Lu et discuté par Wieland, Schiller et Goethe, cité par Robert Owen et repris par les saint-simoniennes, Lawrence doit surtout son peu de notoriété posthume à l'influence de son livre sur le poète Percy Bysshe Shelley. Longtemps tenu pour un excentrique et un auteur mineur, il fait l'objet, depuis la fin du XXe siècle, d'une réévaluation comme l'un des critiques les plus radicaux du patriarcat de son temps.
Biographie
modifierEnfance et jeunesse
modifierJames Henry Lawrence vient d'une famille de colons britanniques, propriétaire de plusieurs centaines d'esclaves, installée à la Jamaïque depuis le XVIIe siècle[2].
Né le 26 février 1773 à Londres, dans la paroisse de Marylebone, et baptisé le 6 mars, il est le fils aîné de Mary Hall (1747-1815) et de Richard James Lawrence (1745-1830)[3].


Mary Hall est connue aujourd'hui pour avoir servi de modèle, au moins à deux reprises[4], au peintre américain Benjamin West.

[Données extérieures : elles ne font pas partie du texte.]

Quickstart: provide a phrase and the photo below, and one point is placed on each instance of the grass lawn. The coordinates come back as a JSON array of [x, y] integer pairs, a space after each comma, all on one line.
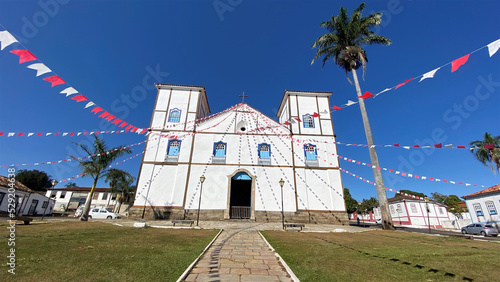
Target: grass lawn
[[386, 256], [96, 251]]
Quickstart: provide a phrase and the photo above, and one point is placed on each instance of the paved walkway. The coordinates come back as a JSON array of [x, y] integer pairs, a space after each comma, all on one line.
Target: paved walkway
[[239, 255]]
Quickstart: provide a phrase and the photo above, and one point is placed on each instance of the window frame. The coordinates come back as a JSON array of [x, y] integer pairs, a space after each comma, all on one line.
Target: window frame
[[309, 124], [171, 118]]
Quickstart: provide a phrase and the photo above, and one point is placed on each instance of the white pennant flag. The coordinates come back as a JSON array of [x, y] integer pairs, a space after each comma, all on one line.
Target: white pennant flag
[[429, 74], [40, 68], [69, 91], [6, 39], [493, 47]]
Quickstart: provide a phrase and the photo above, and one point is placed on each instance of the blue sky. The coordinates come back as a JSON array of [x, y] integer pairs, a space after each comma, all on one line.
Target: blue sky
[[107, 49]]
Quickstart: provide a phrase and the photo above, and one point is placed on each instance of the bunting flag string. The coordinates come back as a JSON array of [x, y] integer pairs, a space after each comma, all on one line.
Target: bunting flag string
[[6, 39], [110, 166], [455, 65], [410, 175], [74, 159]]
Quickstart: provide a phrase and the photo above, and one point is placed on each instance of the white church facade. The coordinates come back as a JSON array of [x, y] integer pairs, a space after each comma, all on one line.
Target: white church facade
[[229, 165]]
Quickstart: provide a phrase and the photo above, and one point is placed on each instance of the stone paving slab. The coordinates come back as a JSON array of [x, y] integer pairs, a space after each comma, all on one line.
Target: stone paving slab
[[239, 255]]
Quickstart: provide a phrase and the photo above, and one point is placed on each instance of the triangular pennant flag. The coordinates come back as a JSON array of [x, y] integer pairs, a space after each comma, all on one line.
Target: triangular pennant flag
[[89, 104], [366, 95], [458, 62], [79, 98], [492, 47], [40, 68], [24, 55], [401, 84], [55, 80], [429, 74], [69, 91], [6, 39]]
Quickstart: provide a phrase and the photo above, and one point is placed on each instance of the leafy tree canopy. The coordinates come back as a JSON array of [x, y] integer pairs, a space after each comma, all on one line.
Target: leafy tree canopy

Lawrence fait ses études au collège d'Eton, non loin de Londres, entre 1782 et 1790[5]. Il y était ce qu'on appelle un oppidan, ces élèves admis sur la base de leur mérite et qui ont les moyens de vivre en dehors des murs du collège auprès d'un dominie ou d'une dame. En 1791, Lawrence quitte Eton pour rejoindre, avec son père, l'université de Göttingen[6].
Carrière
modifierIl a vingt ans quand il écrit, en anglais, un premier Essai sur le système des Nairs. Wieland le pousse à le traduire en allemand et le publie dans sa revue Der Neue Teutsche Merkur en 1793[7].
Quelques années après la publication de ce premier essai, et alors qu'il est à Weimar, Lawrence achève l'écriture, de nouveau en anglais, d'un volumineux roman — près de 1 400 pages[8] — destiné à illustrer ses vues sur la nécessaire abolition du mariage et de la paternité. Le roman circule sous forme manuscrite. Lawrence demeure, semble-t-il, dans la même maison que Caroline von Wolzogen, l'ancienne protectrice et l'amie de Schiller. C'est là que le jeune auteur fait la connaissance du poète et de sa femme. Schiller lit son manuscrit et « en parle avec tant d'éloges qu'un Libraire de Berlin » l'invite à « en essayer une traduction allemande »[9]. Cet éditeur allemand est Unger. Celui-ci le fait paraître à Berlin sous le titre Das Paradies der Liebe, dans son Journal der Romane, en 1801[10].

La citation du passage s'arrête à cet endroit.